Em Pelotas para encenar a peça Veneno do Teatro, o ator Osmar Prado, 77, recebeu a reportagem do A Hora do Sul e Rádio Pelotense para um bate-papo de quase uma hora. Prado, que atua ao lado de Maurício Machado, falou sobre a peça de Eduardo Figueiredo, o início da carreira, os personagens que entregou ao público ao longo de 65 anos de atuação e a paixão que tem pela arte de encenar.
Como foi o início da sua carreira?
Começou cedo. Eu era de família muito pobre, mas com dignidade. Um dia, perguntei para minha mãe como se fazia para ser artista. Ela não entendeu muito bem, talvez porque, para ela, o padrão de artista era o Rodolfo Valentino, que não tinha nada a ver comigo. Mas minha tia, que morava conosco, me levou a uma cinematográfica. Lá, aprendi califasia (ato de pronunciar as palavras de modo expressivo), calirritmia (preparação do ator para o ajuste das palavras), declamação… E um dia, entrou o Anselmo Duarte, que precisava de um menino para um filme. Como só tinha eu, fui escolhido. E nunca mais parei.
Foram muitos anos seguidos de trabalho?
Sim, fui direto da cinematográfica para a televisão. Trabalhei nas três grandes emissoras da época: TV Tupi, TV Paulista e TV Record. Ao todo, já são mais de 65 anos de carreira. Tenho 77 anos e vou fazer 78 agora, em agosto.
O senhor se lembra da sua estreia no teatro?

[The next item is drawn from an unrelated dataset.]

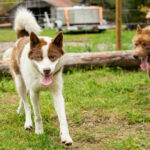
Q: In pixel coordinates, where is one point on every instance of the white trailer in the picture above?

Sim, foi em 1959, com a peça Nu com Violino, dirigida por Sérgio Cardoso. Eu tinha 12 anos e quase perdi a voz de tanta emoção. Mas o crítico Sábato Magaldi escreveu sobre mim: “O menino Osmar Prado é uma agradável revelação”. Isso me salvou. Eu soube, ali, que tinha futuro.
A televisão ainda é seu principal meio?
Eu fui formado pela televisão ao vivo, onde não se podia errar. Isso me deu disciplina, consciência da palavra, treino. Mas também fiz muito teatro e cinema. Ganhei prêmios nas três áreas.
Falando em prêmios, como foi a repercussão do Velho do Rio, em Pantanal?
Foi um presente. Ganhei dois prêmios, inclusive o da Associação Paulista de Críticos de Arte (o APCA) que é um prêmio de peso, porque é julgado por uma comissão especializada, sem injunções políticas. Fiz o velho do Rio, um coadjuvante, mas com alma de protagonista. E já interpretou personagens muito diferentes, como Hitler e Getúlio Vargas… Sim. Fiz Hitler no teatro e ganhei o prêmio de melhor ator. Recebi mensagens de ódio, tentaram me cancelar, mas segui firme. Depois, fiz Getúlio Vargas em três momentos diferentes: no cinema, no teatro e em um documentário.
Entre os mocinhos e os vilões, o que prefere interpretar?
Prefiro os grandes personagens. Aqueles que me dão margem de criação. Já fiz o velho do Rio e Hitler, Getúlio, Tião Galinha. Não importa se é vilão ou herói, o que me move é a profundidade.
Como o senhor descreve o Marquês?
Estou fazendo hoje um marquês psicólogo. Até porque o marquês é excêntrico, excepcionalmente, com uma margem de loucura. Temos muitos marqueses hoje em dia, não com elegância. Tem muitos deselegantes. Evidentemente, o marquês, ele é elegante. Mas é muito mau. É muito frio. A peça é atual na sua essência, na sua filosofia. Ela é fruto de um intelectual sensível, inteligente, culto, que viveu o período ditatorial de Franco na Espanha. Ele vomitou a ditadura que matou Garcia Lorca. Ele vomitou esse texto.
O senhor fala muito sobre a importância da palavra. Ela ainda salva o ator?
Sem dúvida. A palavra é essencial. Ela traz intenção, emoção, ritmo. Comecei com textos clássicos. Na minha primeira novela, David Copperfield, eu tinha que decorar e interpretar com precisão. Fiz tudo isso com muito estudo. A palavra me guia até hoje.
Como se mantém fisicamente ativo aos 77 anos?
Tenho um preparo físico privilegiado. Corro, faço exercícios, alongamentos. Minha esposa, Vânia, é acrobata aérea e nossa filha também trabalha com circo e arte corporal. A gente se cuida.
Um conselho a quem está começando?
Primeiro, entenda o contexto político e social em que você está inserido. Depois, estude. Leia. Tenha consciência crítica. O talento é importante, mas a consciência é o que transforma.